Ujian SIM di Indonesia Sebatas Zig-zag, Saatnya Tes Langsung di Jalan Raya

Ujian SIM di Indonesia Sebatas Zig-zag, Saatnya Tes Langsung di Jalan Raya

Rangga Rahadiansyah - detikOto
Kamis, 16 Sep 2021 18:33 WIB
Ujian Praktik SIM C di Sidoarjo Pakai Sensor Ultrasonic
Tak cuma zig-zag atau membentuk angka 8, Indonesia perlu terapkan ujian SIM di jalan raya. Foto: Suparno Nodhor
Jakarta -

Untuk memiliki Surat Izin Mengemudi (SIM) pengendara harus melalui beberapa prosedur. Di antaranya adalah ujian teori dan praktik mengemudi. Tapi, banyak yang menganggap ujian praktik mengemudi di Indonesia sulit.

Pegiat antikorupsi Emerson Yuntho dalam surat terbukanya yang ditujukan untuk Presiden Joko Widodo (Jokowi) menyoroti perihal urusan pembuatan atau perpanjangan SIM di Satpas. Menurutnya, ujian teori dan ujian praktik dalam proses pembuatan SIM kerap tidak masuk akal dan transparan.

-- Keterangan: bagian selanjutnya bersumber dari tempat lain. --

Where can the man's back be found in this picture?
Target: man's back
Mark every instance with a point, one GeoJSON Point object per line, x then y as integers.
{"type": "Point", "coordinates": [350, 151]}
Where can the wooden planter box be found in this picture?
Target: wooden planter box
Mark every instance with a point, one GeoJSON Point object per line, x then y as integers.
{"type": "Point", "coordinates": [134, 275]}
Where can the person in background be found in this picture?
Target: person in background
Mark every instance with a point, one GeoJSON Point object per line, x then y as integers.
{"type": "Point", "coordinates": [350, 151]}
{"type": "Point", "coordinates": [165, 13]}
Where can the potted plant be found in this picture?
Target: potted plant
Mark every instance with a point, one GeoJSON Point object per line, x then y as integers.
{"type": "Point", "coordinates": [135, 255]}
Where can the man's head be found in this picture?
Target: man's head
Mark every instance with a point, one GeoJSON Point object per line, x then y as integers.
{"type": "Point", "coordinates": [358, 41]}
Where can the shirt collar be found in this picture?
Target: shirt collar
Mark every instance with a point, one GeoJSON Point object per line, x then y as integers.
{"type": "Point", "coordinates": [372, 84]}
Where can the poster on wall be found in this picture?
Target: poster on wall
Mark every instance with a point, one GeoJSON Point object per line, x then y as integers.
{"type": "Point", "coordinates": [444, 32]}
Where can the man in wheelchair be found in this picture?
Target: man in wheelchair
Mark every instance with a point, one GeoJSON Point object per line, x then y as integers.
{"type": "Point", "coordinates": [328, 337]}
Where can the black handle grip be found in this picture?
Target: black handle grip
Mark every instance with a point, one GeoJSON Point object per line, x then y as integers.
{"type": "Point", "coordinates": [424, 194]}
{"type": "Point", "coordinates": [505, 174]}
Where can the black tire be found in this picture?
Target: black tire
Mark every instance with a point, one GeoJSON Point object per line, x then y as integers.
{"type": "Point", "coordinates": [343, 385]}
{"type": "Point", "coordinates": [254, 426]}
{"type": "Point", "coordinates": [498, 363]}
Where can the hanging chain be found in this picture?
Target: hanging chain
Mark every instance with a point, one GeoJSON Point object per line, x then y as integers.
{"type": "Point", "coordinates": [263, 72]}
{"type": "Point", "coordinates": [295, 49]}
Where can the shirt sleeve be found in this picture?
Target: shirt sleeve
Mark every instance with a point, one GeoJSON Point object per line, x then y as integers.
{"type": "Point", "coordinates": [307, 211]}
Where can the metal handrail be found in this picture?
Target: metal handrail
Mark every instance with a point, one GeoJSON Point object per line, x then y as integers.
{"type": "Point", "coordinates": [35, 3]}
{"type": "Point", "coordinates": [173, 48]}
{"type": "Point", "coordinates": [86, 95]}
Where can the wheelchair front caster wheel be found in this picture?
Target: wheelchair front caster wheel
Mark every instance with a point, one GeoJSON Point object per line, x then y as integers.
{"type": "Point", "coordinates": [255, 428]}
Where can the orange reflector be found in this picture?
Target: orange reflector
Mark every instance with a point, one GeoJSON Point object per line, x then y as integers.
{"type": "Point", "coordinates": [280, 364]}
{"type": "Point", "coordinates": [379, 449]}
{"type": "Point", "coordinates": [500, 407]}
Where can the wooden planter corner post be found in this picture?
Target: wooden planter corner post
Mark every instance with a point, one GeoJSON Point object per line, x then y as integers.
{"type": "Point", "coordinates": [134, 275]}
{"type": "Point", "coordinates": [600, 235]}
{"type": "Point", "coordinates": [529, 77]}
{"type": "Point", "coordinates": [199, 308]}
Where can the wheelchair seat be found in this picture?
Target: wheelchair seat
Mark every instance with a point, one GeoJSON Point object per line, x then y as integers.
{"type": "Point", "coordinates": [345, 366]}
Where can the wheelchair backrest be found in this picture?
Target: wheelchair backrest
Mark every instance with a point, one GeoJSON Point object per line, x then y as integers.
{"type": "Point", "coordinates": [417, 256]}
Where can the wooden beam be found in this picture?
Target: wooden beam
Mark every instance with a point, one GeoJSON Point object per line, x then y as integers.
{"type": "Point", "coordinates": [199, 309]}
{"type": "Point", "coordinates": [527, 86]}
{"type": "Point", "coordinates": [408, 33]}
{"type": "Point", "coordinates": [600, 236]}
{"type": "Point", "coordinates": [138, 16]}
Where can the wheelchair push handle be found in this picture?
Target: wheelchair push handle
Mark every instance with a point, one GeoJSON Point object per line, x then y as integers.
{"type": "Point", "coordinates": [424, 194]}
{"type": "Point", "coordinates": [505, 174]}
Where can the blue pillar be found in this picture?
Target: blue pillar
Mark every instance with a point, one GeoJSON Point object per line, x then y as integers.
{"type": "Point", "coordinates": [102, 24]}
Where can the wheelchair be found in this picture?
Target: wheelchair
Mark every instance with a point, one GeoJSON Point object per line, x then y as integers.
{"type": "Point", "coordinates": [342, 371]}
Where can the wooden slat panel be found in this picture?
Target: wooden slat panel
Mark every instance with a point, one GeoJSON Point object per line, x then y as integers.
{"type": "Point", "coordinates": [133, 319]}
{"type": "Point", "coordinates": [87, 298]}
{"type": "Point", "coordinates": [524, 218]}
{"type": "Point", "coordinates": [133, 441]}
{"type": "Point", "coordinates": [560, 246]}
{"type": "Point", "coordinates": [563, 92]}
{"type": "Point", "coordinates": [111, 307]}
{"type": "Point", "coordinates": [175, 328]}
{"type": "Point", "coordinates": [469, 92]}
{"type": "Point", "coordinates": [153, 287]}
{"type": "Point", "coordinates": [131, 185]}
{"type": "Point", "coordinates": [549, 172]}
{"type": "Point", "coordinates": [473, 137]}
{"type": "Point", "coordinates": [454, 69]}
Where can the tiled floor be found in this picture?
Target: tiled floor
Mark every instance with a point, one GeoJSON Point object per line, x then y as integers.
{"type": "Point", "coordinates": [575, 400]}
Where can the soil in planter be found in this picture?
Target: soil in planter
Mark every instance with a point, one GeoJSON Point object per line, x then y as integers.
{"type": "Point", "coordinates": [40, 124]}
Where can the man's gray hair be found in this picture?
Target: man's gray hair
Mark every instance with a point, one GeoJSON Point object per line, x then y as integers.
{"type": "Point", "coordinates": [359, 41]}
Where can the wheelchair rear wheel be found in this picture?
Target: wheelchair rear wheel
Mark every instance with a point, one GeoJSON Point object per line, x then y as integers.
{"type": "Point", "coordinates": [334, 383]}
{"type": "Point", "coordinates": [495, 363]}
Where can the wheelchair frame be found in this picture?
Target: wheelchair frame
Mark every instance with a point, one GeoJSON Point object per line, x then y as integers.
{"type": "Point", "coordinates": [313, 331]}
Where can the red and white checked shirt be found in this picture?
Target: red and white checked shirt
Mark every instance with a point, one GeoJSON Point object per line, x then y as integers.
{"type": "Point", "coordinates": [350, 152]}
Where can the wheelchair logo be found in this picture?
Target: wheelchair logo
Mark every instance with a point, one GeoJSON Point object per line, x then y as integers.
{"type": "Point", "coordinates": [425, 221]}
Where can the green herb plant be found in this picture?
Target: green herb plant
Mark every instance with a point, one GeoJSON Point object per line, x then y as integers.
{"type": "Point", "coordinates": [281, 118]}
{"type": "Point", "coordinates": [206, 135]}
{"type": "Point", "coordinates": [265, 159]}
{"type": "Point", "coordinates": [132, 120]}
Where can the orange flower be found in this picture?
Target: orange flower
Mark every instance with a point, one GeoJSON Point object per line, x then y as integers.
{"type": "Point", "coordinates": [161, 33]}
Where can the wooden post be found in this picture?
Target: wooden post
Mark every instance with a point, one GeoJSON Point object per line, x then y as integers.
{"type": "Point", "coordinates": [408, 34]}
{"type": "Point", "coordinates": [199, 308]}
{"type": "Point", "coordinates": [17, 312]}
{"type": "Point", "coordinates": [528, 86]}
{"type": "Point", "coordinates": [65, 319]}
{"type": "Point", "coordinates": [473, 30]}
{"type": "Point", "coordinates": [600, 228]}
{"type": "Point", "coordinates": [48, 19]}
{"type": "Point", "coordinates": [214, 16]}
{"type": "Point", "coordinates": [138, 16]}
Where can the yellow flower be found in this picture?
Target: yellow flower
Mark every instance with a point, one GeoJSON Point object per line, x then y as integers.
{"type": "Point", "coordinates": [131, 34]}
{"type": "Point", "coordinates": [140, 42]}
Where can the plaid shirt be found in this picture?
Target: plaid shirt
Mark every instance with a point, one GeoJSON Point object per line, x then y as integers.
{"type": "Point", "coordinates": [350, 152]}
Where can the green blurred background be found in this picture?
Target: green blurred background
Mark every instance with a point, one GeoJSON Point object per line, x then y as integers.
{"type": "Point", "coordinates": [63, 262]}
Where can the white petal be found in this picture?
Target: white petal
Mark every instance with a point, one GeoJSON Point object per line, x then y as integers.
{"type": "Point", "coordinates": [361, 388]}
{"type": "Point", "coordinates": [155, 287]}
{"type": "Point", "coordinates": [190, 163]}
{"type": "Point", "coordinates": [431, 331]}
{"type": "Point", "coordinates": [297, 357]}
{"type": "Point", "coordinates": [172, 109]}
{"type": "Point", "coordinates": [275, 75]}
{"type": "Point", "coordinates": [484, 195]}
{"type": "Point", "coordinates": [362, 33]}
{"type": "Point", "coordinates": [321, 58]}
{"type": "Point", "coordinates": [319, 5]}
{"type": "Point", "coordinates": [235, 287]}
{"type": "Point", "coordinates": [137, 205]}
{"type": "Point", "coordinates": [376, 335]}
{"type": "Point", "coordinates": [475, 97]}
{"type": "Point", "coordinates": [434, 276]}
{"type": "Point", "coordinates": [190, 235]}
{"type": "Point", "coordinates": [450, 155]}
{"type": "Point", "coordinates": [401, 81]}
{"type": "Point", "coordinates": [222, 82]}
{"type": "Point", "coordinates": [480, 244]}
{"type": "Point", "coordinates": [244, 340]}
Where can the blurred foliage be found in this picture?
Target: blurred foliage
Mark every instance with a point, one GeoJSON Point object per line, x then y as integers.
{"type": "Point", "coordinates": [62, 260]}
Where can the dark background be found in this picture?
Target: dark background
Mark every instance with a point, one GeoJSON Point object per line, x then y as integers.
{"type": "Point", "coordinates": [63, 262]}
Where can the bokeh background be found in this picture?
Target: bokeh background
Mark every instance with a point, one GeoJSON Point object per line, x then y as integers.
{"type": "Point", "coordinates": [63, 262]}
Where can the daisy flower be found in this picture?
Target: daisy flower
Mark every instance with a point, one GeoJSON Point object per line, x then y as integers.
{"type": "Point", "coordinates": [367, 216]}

"Dengan model ujian praktik seperti ini, publik percaya Lewis Hamilton akan gagal mendapatkan SIM A dan Valentino Rossi juga tidak mungkin memperoleh SIM C di Indonesia," kata Emerson.

SCROLL TO CONTINUE WITH CONTENT

"Akibat sulitnya prosedur mendapatkan SIM, survei sederhana menunjukkan bahwa 3 dari 4 warga Indonesia (75 persen)--baik sengaja atau terpaksa--memperoleh SIM dengan cara yang tidak wajar (membayar lebih dari seharusnya, menyuap petugas, tidak mengikuti prosedur secara benar)," terang Emerson.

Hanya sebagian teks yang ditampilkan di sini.